Log Data Analytics

Overview

  • Helpful skills: data analysis, server administration, logging frameworks

Description

Over the course of the last year, the logging stack of our telemetry setup was reworked such that now we have an ELK stack running on Kubernetes with Kibana being accessible at telemetry.terasology.org. While Kibana provides a lot of functionality to draw information from collected warning and error logs, we only use the "Discover" mode at the moment, if at all.

Your Project

** Introducing Analytical Views on Terasology Log Data**

As part of your proposal you should familiarize yourself with the ELK (Elasticsearch, Logstash, Kibana) stack, especially how Logstash parses incoming logs and how to query logs stored in Elasticsearch (e.g. using the Kibana Query Language (KQL)), and the logging in Terasology.
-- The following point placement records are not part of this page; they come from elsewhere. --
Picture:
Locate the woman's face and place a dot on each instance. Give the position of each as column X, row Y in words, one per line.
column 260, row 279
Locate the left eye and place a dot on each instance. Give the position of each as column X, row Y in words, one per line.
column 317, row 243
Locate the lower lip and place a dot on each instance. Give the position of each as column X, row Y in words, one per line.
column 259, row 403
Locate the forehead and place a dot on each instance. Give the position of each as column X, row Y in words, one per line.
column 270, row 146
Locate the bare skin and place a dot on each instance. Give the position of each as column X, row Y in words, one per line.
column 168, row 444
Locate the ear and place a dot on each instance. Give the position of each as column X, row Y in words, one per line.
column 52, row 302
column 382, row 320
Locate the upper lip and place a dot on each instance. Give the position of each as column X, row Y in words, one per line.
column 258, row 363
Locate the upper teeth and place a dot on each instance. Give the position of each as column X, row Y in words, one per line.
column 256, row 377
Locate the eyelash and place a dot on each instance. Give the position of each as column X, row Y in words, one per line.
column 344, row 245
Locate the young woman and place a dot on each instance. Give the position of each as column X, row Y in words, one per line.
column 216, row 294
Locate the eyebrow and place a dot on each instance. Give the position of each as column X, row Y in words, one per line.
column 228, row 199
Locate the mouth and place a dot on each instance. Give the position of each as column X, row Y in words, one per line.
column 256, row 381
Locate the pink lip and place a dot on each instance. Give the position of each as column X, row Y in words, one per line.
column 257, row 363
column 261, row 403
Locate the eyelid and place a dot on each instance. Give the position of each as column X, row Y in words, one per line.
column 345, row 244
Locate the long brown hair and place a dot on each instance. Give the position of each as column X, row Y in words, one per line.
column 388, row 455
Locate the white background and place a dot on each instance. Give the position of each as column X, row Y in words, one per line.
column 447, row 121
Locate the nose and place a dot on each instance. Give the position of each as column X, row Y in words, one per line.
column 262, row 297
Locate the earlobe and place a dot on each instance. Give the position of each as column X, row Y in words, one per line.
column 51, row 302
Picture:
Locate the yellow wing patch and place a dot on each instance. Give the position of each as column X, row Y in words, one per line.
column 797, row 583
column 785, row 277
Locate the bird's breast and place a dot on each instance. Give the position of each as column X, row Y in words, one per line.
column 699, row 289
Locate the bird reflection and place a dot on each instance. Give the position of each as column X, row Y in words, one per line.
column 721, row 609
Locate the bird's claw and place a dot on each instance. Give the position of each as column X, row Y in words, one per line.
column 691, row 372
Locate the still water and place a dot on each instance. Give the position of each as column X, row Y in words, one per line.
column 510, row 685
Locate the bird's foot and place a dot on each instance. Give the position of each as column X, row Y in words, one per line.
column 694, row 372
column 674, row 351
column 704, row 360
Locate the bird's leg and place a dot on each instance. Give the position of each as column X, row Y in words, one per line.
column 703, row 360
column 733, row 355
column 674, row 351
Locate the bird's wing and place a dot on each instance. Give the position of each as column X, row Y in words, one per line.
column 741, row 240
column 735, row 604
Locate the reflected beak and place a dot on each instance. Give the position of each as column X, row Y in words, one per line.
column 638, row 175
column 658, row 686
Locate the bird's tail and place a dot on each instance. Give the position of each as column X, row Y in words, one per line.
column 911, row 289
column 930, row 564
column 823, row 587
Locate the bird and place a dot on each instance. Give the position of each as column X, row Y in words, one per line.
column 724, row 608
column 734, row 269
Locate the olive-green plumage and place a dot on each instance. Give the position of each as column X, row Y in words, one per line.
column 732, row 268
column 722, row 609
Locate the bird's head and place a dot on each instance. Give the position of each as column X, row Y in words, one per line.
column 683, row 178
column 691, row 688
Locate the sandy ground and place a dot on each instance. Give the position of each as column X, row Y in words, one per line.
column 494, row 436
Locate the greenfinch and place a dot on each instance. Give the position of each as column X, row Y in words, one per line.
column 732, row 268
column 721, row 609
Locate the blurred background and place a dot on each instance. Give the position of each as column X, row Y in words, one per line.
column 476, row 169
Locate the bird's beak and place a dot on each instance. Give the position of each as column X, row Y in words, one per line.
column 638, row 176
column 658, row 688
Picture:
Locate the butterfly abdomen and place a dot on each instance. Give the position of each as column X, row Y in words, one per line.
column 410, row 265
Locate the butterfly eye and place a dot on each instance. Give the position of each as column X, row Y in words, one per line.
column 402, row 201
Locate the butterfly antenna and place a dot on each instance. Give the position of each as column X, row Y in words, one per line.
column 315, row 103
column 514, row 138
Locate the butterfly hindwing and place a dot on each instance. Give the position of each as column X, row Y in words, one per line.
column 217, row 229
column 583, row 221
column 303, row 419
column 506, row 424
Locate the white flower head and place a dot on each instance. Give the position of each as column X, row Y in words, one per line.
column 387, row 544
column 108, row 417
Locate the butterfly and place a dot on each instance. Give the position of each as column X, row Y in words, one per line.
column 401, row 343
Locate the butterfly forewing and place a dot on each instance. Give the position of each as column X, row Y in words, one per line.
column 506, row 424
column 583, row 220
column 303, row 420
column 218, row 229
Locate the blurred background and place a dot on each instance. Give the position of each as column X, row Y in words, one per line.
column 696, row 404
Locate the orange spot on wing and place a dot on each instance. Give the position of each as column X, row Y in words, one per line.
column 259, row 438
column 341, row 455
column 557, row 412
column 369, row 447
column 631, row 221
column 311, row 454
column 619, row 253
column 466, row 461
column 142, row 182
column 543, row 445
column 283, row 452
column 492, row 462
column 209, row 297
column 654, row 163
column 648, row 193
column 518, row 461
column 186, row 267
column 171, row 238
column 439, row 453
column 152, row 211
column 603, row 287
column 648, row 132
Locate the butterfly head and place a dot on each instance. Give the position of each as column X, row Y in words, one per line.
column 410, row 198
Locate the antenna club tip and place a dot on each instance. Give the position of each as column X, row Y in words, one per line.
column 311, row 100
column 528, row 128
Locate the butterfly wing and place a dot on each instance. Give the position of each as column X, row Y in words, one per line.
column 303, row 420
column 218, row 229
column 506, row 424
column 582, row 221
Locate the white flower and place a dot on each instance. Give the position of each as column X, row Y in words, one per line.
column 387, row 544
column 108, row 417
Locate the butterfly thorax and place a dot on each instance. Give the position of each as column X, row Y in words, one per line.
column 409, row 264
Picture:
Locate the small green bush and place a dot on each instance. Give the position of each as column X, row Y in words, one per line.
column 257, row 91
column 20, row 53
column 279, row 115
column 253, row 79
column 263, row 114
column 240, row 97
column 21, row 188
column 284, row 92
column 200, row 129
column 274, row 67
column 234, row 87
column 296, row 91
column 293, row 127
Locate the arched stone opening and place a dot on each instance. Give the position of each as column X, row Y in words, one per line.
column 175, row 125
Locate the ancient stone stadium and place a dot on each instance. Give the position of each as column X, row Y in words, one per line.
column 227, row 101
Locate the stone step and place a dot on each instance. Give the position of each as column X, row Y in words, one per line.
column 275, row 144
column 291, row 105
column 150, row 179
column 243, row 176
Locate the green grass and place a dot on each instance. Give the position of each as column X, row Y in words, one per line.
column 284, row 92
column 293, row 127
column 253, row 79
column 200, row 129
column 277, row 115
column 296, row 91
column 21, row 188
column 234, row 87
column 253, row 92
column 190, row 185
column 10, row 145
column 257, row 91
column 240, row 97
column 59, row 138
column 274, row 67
Your proposal should include suggestions on how to analyze collected log data in a meaningful way, for instance using dashboard elements aggregating data or putting information into relation to detect patterns and anomalies and identify possible causalities, and changes that might be required within Terasology, for instance to the log format or the selected data that is sent.

Helpful Links Setup Elastic Search, Kibana https://www.elastic.co/guide/en/elastic-stack-get-started/current/get-started-elastic-stack.html

Overview of Logstash (video) https://www.elastic.co/webinars/getting-started-logstash?baymax=rtp&elektra=docs&storm=sidebar1

Setup Logstash https://www.elastic.co/guide/en/logstash/current/installing-logstash.html

Directory structure for different installations https://www.elastic.co/guide/en/logstash/7.11/dir-layout.html

Familiarise yourself with various kibana visualizations. https://www.elastic.co/guide/en/kibana/current/dashboard.html

At this point, you should be able to create a basic pipeline that takes input from a file and outputs it to elastic search which you can view from kibana along with a simple dashboard that you’ve created.

Once you’re familiar with the ELK side of things, you might want to familiarise yourself with the telemetry system we have in game. https://github.com/Terasology/TutorialTelemetry https://github.com/Terasology/TutorialTelemetry/wiki https://github.com/GabrielXia/telemetry/wiki

Your project will include:

  • producing test data
  • configuring Kibana, Elasticsearch and Logstash
  • designing and configuring a suitable log format
  • integrating more types of log information to analyze with the collection
  • GDPR and Data Privacy and Protection (DPP) compliance
  • Lifecycle policy management,
  • Right to be forgotten (figuring out a way to delete logs of a particular user)
  • Anonymizing information.
  • Tying sessions together by generating a random UUID for each session
  • Visualizations that provide interesting insights that might be useful to the community - Try and ask people working on different aspects of the game about what would benefit them.

Basic experience with the ELK stack or other logging / analytics frameworks is recommended. Knowledge about DPP is beneficial.